Se gli Stati Uniti hanno ambito ad essere la guida politica del mondo, la Cina punta ad esserne piuttosto la sua tecnocratica. Il mondo ha bisogno d’altro

La “via della seta” era il lungo tracciato che collegava Occidente e Oriente ai tempi di Marco Polo. Qualcuno afferma che si è trattato della prima globalizzazione.

Assieme alla seta, alle spezie e altre merci viaggiavano gli uomini, si diffondevano idee, conoscenze umanistiche e tecniche. Il mondo diventava al contempo più grande (per via dei rapporti tra popoli fino ad allora separati) e più piccolo (con il miglioramento dei trasporti e delle vie di comunicazione). Dove voglio andare a parare con questa storia? In Cina, ovviamente. Ma in quella di oggi, non quella del 1200 o 1300. Pechino ha lanciato, da alcuni anni (esattamente dal 2013), un grande progetto globale infrastrutturale e dei trasporti, chiamato Belt and Road initiative. Una cintura terrestre e una via marittima. Di cosa si tratta? Di una nuova via della seta, ma che questa volta parte da Oriente. Pechino ha l’ambizione di creare una nuova globalizzazione, costruendo una rete mondiale di ferrovie, strade, autostrade, ponti e porti per collegare anzitutto l’Asia con l’Europa.
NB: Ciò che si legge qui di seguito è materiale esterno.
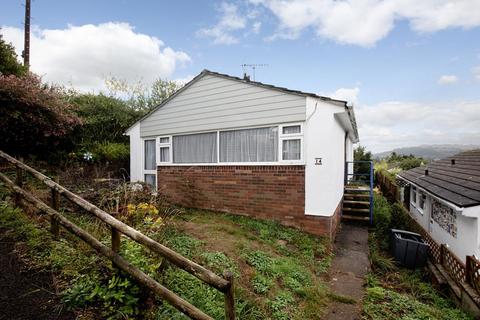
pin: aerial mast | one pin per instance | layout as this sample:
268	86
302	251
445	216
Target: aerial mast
26	49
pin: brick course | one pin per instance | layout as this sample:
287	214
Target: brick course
265	192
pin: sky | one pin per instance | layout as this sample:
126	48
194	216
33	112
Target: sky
410	68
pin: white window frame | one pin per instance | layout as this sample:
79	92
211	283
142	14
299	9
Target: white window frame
419	208
145	171
279	161
290	136
164	145
413	200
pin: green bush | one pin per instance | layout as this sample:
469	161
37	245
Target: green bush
104	119
111	151
382	215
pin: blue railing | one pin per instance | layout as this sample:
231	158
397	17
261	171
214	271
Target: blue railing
368	181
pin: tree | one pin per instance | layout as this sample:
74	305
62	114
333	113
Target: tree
140	97
35	117
9	64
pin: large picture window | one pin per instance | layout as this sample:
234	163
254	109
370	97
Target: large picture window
249	145
195	148
278	143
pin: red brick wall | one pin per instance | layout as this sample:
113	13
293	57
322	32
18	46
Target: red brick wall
266	192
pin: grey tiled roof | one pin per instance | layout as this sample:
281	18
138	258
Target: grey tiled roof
455	179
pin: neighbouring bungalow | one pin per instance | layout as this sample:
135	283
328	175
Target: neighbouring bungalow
444	197
234	145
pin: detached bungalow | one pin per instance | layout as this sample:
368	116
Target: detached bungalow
444	197
234	145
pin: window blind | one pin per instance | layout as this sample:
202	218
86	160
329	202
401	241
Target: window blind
195	148
249	145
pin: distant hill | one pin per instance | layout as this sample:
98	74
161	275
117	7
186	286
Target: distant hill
431	152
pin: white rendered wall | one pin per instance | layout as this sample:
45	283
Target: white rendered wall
467	240
136	150
324	138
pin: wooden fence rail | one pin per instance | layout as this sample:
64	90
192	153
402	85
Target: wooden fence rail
224	285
È un piano di investimenti gigantesco, che prevede circa 150 miliardi di dollari all’anno di infrastrutture. Ce ne sono già in programma e in costruzione per 900 miliardi di dollari.

A maggio, una conferenza internazionale è stata convocata dalla Cina assieme alla Russia, il Pakistan e la Birmania per rilanciare il progetto. Insomma, la Cina crede nella globalizzazione mentre il suo principale sponsor, gli Stati Uniti, sembrano ora nutrire dubbi. Inoltre la Cina tende a riaffermare il suo ruolo economico nell’Asia- Pacifico, proprio quando Trump ha affossato il grande trattato di partenariato economico trans-pacifico di libero scambio.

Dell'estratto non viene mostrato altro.